06. Rapidly Exploring Random Tree Method (RRT)

Rapidly Exploring Random Tree(PRT)

Algorithm

The pseudocode for the RRT learning phase is provided below.

Initialize two empty trees.
Add start node to tree #1.
Add goal node to tree #2.
For n iterations, or until an edge connects trees #1 & #2:

    Generate a random configuration (alternating trees).
    If the configuration is collision free: 
        Find the closest neighbour on the tree to the configuration 
        If the configuration is less than a distance \delta away from the neighbour:
            Try to connect the two with a local planner.
    Else:
        Replace the randomly generated configuration 
            with a new configuration that falls along the same path, 
            but a distance \delta from the neighbour.
        Try to connect the two with a local planner. 

    If node is added successfully: 
        Try to connect the new node to the closest neighbour.

Setting Parameters

Just like with PRM, there are a few parameters that can be tuned to make RRT more efficient for a given application.

The first of these parameters is the sampling method (ie. how a random configuration is generated). As discussed in the video, you can sample uniformly - which would favour wide unexplored spaces, or you can sample with a bias - which would cause the search to advance greedily in the direction of the goal. Greediness can be beneficial in simple planning problems, however in some environments it can cause the robot to get stuck in a local minima. It is common to utilize a uniform sampling method with a small hint of bias.

The next parameter that can be tuned is \delta . As RRT starts to generate random configurations, a large proportion of these configurations will lie further than a distance \delta from the closest configuration in the graph. In such a situation, a randomly generated node will dictate the direction of growth, while \delta is the growth rate.

Choosing a small \delta will result in a large density of nodes and small growth rate. On the other hand, choosing a large \delta may result in lost detail, as well as an increasing number of nodes being unable to connect to the graph due to the greater chance of collisions with obstacles. \delta must be chosen carefully, with knowledge of the environment and requirements of the solution.

Single-Query Planner

Since the RRT method explores the graph starting with the start and goal nodes, the resultant graph cannot be applied to solve additional queries. RRT is a single-query planner.

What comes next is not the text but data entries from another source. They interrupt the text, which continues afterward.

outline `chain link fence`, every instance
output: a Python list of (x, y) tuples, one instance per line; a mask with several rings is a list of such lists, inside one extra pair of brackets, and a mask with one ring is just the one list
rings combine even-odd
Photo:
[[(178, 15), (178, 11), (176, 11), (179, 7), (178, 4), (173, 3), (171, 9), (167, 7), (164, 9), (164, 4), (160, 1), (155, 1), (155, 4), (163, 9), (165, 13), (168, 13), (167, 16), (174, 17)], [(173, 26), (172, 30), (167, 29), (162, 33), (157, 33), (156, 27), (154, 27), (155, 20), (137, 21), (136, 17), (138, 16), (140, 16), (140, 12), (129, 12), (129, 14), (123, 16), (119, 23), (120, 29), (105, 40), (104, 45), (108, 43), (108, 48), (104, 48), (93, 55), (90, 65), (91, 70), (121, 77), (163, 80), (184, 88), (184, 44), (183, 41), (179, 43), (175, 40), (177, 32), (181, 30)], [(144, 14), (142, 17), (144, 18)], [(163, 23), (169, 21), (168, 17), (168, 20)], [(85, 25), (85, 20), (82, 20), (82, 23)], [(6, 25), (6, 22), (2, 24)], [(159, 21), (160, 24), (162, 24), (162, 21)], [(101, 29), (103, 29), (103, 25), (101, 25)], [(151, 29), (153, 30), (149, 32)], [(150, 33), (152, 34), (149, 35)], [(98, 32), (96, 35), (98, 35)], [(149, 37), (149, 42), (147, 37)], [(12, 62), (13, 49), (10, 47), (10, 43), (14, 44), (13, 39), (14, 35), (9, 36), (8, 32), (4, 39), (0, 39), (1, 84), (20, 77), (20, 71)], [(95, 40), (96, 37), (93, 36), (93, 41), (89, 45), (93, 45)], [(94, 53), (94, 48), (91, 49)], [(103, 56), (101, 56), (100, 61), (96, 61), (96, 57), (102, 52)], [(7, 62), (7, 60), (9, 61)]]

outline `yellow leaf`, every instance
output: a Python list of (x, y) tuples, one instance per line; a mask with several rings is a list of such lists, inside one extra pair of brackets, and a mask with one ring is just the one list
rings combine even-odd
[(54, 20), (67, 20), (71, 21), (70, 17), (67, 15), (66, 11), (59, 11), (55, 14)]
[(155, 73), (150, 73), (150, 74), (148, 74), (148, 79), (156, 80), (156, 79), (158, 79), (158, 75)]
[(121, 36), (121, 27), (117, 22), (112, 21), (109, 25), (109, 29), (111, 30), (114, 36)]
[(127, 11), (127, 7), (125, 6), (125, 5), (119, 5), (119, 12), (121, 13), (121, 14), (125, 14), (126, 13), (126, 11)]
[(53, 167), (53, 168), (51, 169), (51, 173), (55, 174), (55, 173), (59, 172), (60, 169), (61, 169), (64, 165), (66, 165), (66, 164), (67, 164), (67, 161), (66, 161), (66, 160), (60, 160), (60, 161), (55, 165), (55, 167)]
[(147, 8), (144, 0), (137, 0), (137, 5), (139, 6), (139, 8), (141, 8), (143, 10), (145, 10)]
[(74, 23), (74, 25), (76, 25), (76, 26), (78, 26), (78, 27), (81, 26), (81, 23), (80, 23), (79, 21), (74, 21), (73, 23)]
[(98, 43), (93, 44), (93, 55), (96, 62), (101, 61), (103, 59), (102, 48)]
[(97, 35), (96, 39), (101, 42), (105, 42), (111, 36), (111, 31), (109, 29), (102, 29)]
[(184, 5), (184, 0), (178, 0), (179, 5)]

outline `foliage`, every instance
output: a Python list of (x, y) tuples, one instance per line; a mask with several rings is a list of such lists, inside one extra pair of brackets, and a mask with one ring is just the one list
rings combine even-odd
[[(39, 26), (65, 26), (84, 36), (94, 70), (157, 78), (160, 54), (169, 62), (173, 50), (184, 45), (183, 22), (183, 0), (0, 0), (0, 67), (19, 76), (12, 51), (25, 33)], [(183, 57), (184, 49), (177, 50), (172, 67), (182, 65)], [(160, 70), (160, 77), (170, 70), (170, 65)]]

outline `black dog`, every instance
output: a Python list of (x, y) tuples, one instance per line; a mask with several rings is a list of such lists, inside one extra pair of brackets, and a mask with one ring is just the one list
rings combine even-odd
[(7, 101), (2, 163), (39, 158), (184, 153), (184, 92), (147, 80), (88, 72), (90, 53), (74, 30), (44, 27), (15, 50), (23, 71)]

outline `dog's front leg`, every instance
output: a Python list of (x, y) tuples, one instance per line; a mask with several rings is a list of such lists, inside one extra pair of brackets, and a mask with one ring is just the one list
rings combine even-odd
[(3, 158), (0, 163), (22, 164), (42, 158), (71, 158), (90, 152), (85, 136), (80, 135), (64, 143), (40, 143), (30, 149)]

RRT is, however, much quicker than PRM at solving a path planning problem. This is so because it takes into account the start and end nodes, and limits growth to the area surrounding the existing graph instead of reaching out into all distant corners, the way PRM does. RRT is more efficient than PRM at solving large path planning problems (ex. ones with hundreds of dimensions) in dynamic environments.

Generally speaking, RRT is able to solve problems with 7 dimensions in a matter of milliseconds, and may take several minutes to solve problems with over 20 dimensions. In comparison, such problems would be impossible to solve with the combinatorial path planning method.

RRT & Non-holonomic Systems

While we will not go into significant detail on this topic, the RRT method supports planning for non-holonomic systems, while the PRM method does not. This is so because the RRT method can take into consideration the additional constraints (such as a car’s turning radius at a particular speed) when adding nodes to a graph, the same way it already takes into consideration how far away a new node is from an existing tree.

Quiz

Which of the following statements are true about the Rapidly Exploring Random Tree method?

SOLUTION:
  • RRT can be applied to path planning with non-holonomic systems.
  • If \delta is set to a large value, the algorithm’s efficiency will drop, as the local planner is more likely to encounter collisions along a longer path.